Les vives tensions internationales tant géopolitiques qu’économiques ont remis d’actualité le besoin de souveraineté. Le secteur public mais aussi les entreprises françaises doivent renforcer leur souveraineté dans leur fonctionnement pour assurer leur pérennité, y compris sur le plan IT. Grandes manœuvres autour du Cloud souverain…

En moins de 2 décennies, le Cloud Computing a conquis les entreprises, y compris les plus réticentes. Qu’il s’agisse de leurs infrastructures Big Data, de leurs applications CRM, RH ou même de leur ERP, de plus en plus franchissent le pas et portent leurs worlkloads sur le Cloud public. Cela fait la fortune d’Amazon, de Microsoft et de Google, mais cela pose aussi de sérieuses interrogations en termes de souveraineté des données. Outre une possible perméabilité aux infiltrations de la CIA, comme Edward Snowden l’a montré par le passé, ces acteurs d’origine américaine sont soumis à une législation extraterritoriale qui peut les contraindre à livrer les données de leurs clients étrangers.
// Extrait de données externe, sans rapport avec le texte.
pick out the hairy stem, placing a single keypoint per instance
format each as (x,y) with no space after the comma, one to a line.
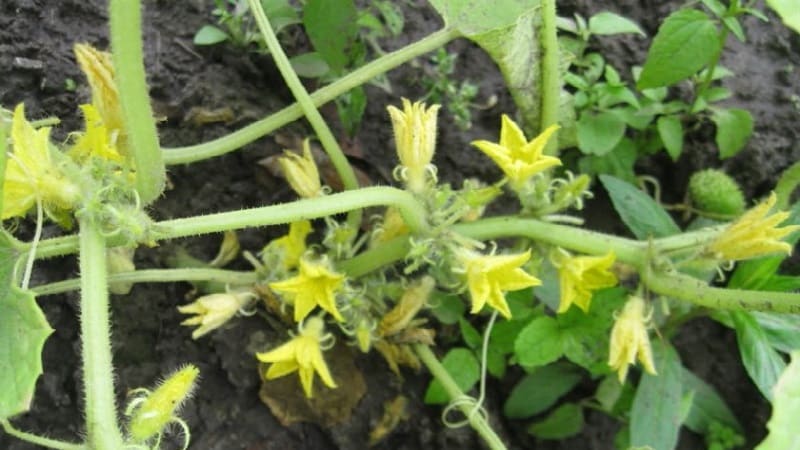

L’idée de créer un Cloud souverain à l’abri de ces risques n’est pas totalement nouvelle. On se souvient du gâchis Cloudwatt et Numergy. Depuis, le marché a mûri et le Cloud a de nombreux adeptes en France et en Europe. Venu de l’hébergement Web et du serveur bare metal, OVHcloud s’est positionné comme le chef de file des fournisseurs français. Le nordiste a grossi et suit, à distance, la stratégie d’expansion des hyperscalers en construisant des datacenters au plus près de ses clients et en créant des zones hermétiques pour protéger les données d’éventuels accès extraterritoriaux. Le Français dispose de datacenters localisés dans 8 pays différents : en France, en Allemagne, au Canada, aux Etats-Unis. La première région arrivera en fin d’année au catalogue OVHcloud, elle sera à Paris.

«  Venu de l’hébergement Web et du serveur bare metal, OVHcloud s’est positionné comme le chef de file des fournisseurs français. »

Le marché du Cloud souverain attire de plus en plus d’acteurs, y compris le trublion Free comme l’explique Denis Planat, CEO de Free Pro : « A l’instar de ce que Xavier Niel a fait dans le grand public, nous essayons d’apporter quelque chose en plus sur le marché. Le groupe a décidé de faire du B2B son nouveau cheval de bataille sur le marché national, un relais de croissance de l’activité B2C. En 2021, nous avons créé Free Pro par une acquisition, puis très vite lancé de nouvelles offres.  » Denis Planat revendique 35  000 clients en 2 ans pour des services télécoms et l’hébergement des données dans le Cloud. Il mise aujourd’hui sur ce regain d’intérêt pour les offres souveraines et accessoirement sur la mise en application de NIS  2 pour voir arriver une nouvelle vague d’entreprises sur ses serveurs : « La notion de souveraineté a beaucoup de sens en Europe et n’est pas seulement nationale. Il faut offrir une alternative crédible et autonome par rapport aux grands fournisseurs européens. »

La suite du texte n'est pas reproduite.